Cores from Site 1177 include a package of lower(?) to upper Miocene
siliciclastic turbidites with abundant woody organic matter. Deposition of
correlative turbidites at DSDP Site 297 also began during the Miocene but
continued into the Pliocene. The Miocene turbidites at Site 1177 were derived
from a relatively large land mass, most likely southern Japan, and the
dispersal system spread terrigenous sediment over a broad area of Shikoku
Basin. During that same time interval, the seaward part of the Muroto
Transect area sat above the basement high formed by the Kinan Seamounts.
Higher seafloor relief evidently prevented the upslope deposition of
turbidites.
Fine-grained hemipelagic deposits of Shikoku Basin display an unexpected
characteristic of unusually high magnetic susceptibility. Magnetic
susceptibility increases even within mudstone intervals between the Miocene
turbidite packets at Site 1177. The mineralogic cause of this magnetic
response in Shikoku Basin strata remains unknown.
A facies change from the lower to upper Shikoku Basin is defined at all
sites by the absence to presence of ash beds containing recognizable
volcanic glass shards. Most of the Pliocene volcanic ash beds probably were
derived from the Honshu-Kyushu arc. Particle size, chemical composition,
temperature, depth of burial, and time affect ash alteration and
preservation. Thus, this unit boundary is time transgressive and sensitive to
regional and temporal changes in the margin's thermal structure.
Shikoku Basin strata experienced diachronous burial during the Pliocene and Quaternary beneath an upward-coarsening and upward-thickening wedge of trench turbidites. The Nankai Trench wedge is thinner in the Muroto Transect area (above the basement high), but individual turbidites tend to be thinner and finer grained toward the southwest (DSDP Site 582).
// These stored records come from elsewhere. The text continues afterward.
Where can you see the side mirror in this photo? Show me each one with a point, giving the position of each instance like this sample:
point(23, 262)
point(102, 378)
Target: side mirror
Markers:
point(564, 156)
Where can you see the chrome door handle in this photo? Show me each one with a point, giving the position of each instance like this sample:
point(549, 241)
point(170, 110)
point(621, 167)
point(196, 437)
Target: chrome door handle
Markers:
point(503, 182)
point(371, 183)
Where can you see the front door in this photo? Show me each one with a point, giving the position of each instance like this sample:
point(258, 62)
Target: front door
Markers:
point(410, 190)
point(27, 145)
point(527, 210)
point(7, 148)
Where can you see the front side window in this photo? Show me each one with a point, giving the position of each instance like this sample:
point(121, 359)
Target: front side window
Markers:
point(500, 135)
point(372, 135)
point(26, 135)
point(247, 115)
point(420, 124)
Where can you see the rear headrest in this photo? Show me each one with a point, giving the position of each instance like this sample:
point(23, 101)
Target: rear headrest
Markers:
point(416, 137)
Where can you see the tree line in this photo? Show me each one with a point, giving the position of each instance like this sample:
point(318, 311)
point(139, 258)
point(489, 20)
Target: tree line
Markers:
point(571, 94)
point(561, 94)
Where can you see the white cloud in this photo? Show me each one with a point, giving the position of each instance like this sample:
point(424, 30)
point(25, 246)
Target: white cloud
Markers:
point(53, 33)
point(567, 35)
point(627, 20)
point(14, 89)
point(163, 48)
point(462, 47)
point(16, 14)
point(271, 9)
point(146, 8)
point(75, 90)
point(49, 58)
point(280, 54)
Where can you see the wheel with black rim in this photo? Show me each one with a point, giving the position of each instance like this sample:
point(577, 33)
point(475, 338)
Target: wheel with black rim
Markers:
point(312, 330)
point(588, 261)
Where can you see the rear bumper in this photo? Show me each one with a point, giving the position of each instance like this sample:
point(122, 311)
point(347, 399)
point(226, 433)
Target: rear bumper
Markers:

Quaternary sedimentation rates at Sites 1173 and 1174 were 600 and 760 m/m.y., respectively, more than one order of magnitude higher than the rate for Miocene turbidites at Site 1177 (35.5 m/m.y.). The main reasons for the higher rates of trench sedimentation include erosion from rapidly uplifting volcanic and metasedimentary terranes in the Honshu-Izu collision zone of central Japan and confinement of most sediment gravity flows to an axial dispersal system.